HaeAhn Paul Kwon Kajander at Mercer Union, Toronto

By Terence Dick

HaeAhn Paul Kwon Kajander, production still from How Is Where You Are, 2025 (courtesy the artists and Franz Kaka, Toronto)

Beyond Measure, journalist James Vincent’s 2022 history of measurement, would be a perfect gift for any artist you know who obsesses over the fragile, yet necessary ordering systems we impose on the world. It would also complement a visit to Mercer Union’s new exhibition by the woven together pairing of art duo HaeAhn Paul Kwon Kajander. Their commissioned project How Is Where You Are includes amongst its various threads of allusion a number of explicit references to powerful, yet arbitrary standards of quantifying reality that serve as loci of history, imperialism, and wayfinding. The relentless ticking of a metronome provides an (almost) constant soundtrack in the gallery (one that mixes in falling water, environmental noise, bird calls, drum beats, and voices). The time-keeping device appears in a video featuring a static shot of official indicators of various lengths in the imperial system (yard, foot, inch). Beside it is another video, this one depicting the prime meridian in Greenwich, England, in which the artists intervene upon the earth-bisecting marker to query its sense of centrality. These are but a few of the clues that comprise this puzzling, yet inviting installation.

HaeAhn Paul Kwon Kajander, How Is Where You Are, 2025, installation view (photo: Terence Dick)
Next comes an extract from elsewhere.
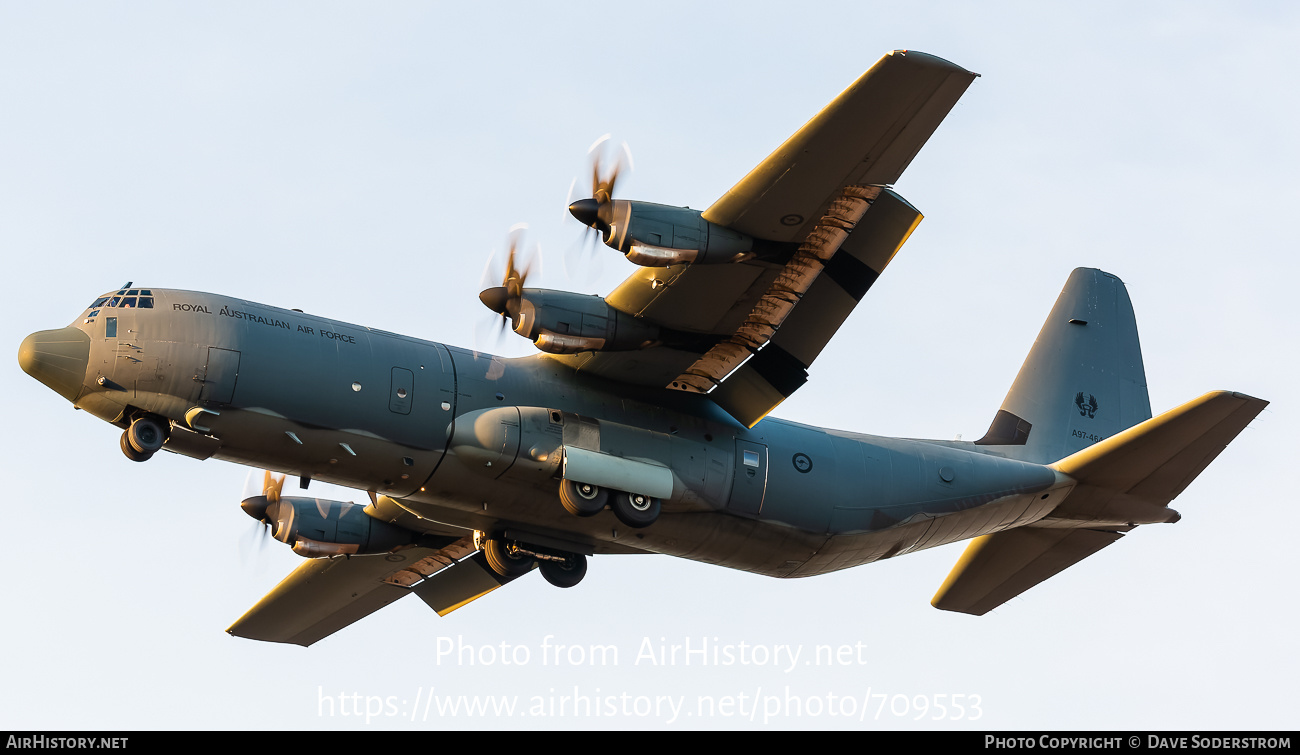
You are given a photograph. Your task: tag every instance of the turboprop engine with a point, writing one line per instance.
(658, 235)
(317, 528)
(566, 322)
Itemizing the array of objects on display – some found, some presumably crafted – evokes the postmodern logic of a Pynchonian narrative: flag pole, weather vane, magician’s box, Nokia phone, hand symbol, pink insulation, toilet bowl, urinal, refrigerator, lamps made from recycled waste. This last item tips one off to the end-of-history context for the work, where free-floating signifiers cycle through constellations of provisional meaning-making, where the viewer makes do with the fragments one has to hypothesize the links that would bring it all together. With a new novel on the racks and a film adaptation in the theatres, Thomas Pynchon is having a moment, but the need to find some order in our world of semiotic overload has been his (and our) thing for over half a century now. Which is why there’s something comforting in the impression of initial randomness that hits you when you first enter the gallery.
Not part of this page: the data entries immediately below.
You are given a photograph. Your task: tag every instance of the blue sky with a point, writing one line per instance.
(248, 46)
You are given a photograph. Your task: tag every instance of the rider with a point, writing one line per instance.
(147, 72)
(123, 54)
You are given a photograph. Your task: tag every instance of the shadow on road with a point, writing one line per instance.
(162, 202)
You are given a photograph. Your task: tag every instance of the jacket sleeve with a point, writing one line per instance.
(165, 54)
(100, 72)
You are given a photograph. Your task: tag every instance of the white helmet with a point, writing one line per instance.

HaeAhn Paul Kwon Kajander, How is Where You Are, 2025, installation detail (photo: Terence Dick)

The keys (both literal and metaphorical) that the artists insert into the space, and the (cracked) Easter eggs that they hide in plain sight speak to the faith one has to have in an underlying meaning that pulls the elements together like an invisible architecture. The flipside of the foundational certainty embedded in the standards of measurement that maintain the order of the universe is that they rely on everyone believing in them and everyone forgetting that we mostly just made them up (and even those that aspire to objectivity, like the length of a metre or the span of the day, are subject to doubt-inducing fluctuations). This leaves us not as confident scientists who assume all the answer will (eventually) come, but as religious adherents who spend their lives knowing that what they need to know to get through the day will never be known, yet we have to assume it’s true or else what’s the point? Which might sound nihilistic, but it’s not.

HaeAhn Paul Kwon Kajander, How is Where You Are, 2025, installation view (photo: Terence Dick)

The pleasure in the text that is HPKK’s installation at Mercer is in navigating its possibilities and finding connections while knowing those things will change as time goes by. Which is what art does, so it’s nothing new, but newness is overrated anyway (at least according to the new David Balzer book I’m reading). Instead, why not focus on what’s old – ancient even – which is mystery and how it opens one up to the world, how it dissolves the dividing lines that restrict imaginations, and how it invites one to participate in the act of creation. That’s way more fun than being told what is what.

HaeAhn Paul Kwon Kajander: How Is Where You Are continues until January 17.
Mercer Union: www.mercerunion.org
The gallery is accessible.

Terence Dick is an arts writer living in Toronto. He is the editor of Akimblog.